Baltimore had argued that Wells Fargo's lending practices led to increased foreclosures and millions of dollars of damages to the city.
Yet the judge said the city's own data showed the San Francisco-based lender was responsible for only a negligible portion of Baltimore's vacant housing stock.
The alleged connection is even more implausible when considered against the background of other factors leading to the deterioration of the inner city, such as extensive unemployment, lack of educational opportunity and choice, irresponsible parenting, disrespect for the law, widespread drug use, and violence, the judge wrote.
Motz said he would let Baltimore file by February 3 a more limited complaint, focused on specific houses or neighborhoods where damages might be more directly traceable to Wells Fargo. The city may also appeal his decision to a higher court.
City Solicitor George Nilson said the odds were very substantial that Baltimore would amend its complaint, saying that in some respects, Judge Motz has misunderstood the thrust and some of the basic elements of the city's claim.
The normal, obvious plaintiff in these cases is the individual borrower who was inappropriately put into a loan, Nilson said in an interview.
The challenge in our case was one to some degree shared in other cases: being able to prove or establish damage to the city. The cases remain worth bringing because of the opportunity to change the conduct of lenders.

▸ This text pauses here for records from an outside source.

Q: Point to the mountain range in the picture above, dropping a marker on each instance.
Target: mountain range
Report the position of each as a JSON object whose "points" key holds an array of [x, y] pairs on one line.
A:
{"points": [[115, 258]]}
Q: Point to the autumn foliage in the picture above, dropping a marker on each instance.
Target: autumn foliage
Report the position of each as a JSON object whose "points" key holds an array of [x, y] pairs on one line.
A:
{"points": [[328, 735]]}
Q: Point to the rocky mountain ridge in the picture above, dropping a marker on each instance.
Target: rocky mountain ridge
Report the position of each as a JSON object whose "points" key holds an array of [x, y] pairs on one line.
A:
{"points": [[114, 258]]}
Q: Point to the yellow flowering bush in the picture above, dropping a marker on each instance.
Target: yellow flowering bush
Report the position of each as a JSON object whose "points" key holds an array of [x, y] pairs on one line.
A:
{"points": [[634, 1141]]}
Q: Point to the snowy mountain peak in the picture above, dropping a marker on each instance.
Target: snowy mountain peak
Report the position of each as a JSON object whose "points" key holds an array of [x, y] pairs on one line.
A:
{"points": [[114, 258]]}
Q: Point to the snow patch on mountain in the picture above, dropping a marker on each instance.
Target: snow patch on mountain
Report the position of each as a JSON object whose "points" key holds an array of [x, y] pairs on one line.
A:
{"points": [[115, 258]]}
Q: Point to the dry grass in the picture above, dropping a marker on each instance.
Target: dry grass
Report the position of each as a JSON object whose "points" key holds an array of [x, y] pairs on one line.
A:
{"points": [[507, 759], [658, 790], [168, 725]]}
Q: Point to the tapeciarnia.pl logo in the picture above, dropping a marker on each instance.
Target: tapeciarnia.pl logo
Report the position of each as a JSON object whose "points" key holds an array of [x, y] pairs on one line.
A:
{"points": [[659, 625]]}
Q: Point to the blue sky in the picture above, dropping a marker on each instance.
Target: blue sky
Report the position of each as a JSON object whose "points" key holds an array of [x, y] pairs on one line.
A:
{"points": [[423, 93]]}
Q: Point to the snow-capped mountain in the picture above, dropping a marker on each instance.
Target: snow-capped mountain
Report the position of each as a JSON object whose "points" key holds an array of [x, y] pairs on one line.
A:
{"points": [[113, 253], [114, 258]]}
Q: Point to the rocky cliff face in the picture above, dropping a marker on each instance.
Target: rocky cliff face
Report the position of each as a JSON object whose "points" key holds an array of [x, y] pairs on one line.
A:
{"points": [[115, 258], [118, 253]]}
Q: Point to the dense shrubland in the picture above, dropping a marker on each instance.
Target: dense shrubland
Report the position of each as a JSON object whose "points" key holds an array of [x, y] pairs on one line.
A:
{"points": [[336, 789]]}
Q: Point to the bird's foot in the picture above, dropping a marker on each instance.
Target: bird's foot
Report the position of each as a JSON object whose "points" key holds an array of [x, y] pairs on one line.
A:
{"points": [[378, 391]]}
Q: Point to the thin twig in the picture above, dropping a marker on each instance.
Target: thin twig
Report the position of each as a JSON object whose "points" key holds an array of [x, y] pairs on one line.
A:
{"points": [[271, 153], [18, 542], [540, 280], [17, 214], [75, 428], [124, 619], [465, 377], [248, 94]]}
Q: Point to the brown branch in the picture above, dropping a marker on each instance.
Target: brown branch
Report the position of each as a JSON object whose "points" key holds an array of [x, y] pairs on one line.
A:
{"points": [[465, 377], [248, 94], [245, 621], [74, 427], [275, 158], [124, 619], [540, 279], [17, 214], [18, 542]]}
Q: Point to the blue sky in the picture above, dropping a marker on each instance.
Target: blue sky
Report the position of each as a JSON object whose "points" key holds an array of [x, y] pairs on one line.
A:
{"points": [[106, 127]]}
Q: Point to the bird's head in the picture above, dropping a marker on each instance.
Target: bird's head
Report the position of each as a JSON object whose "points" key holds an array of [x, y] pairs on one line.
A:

In August, U.S. District Judge Karon Bowdre dismissed Birmingham's lawsuit against Bank of America and Citigroup, saying any number of factors could have resulted in lost tax revenue and higher crime-fighting and fire prevention costs.
Three months earlier, more than one dozen U.S. mortgage lenders and investment banks won dismissal of a Cleveland lawsuit saying subprime mortgages were categorically inappropriate for that city, and created a public nuisance.
Among the defendants in that case were Bank of America, Citigroup, GMAC LLC, Goldman Sachs Group Inc, JPMorgan Chase & Co and Morgan Stanley.
Lawyers for Memphis, which sued Wells Fargo last week, did not immediately return requests for comment.
The office of Illinois Attorney General Lisa Madigan said its case differs from others in the remedies sought, in that the state wants to make whole those individual Wells Fargo borrowers it said paid too much to take out mortgages.
Blacks compose a majority of the populations of Baltimore, Birmingham, Cleveland and Memphis, according to the U.S. Census Bureau's American Community Survey.
The Baltimore case is Mayor & City Council of Baltimore v. Wells Fargo Bank NA, U.S. District Court, District of Maryland, No. 08-00062.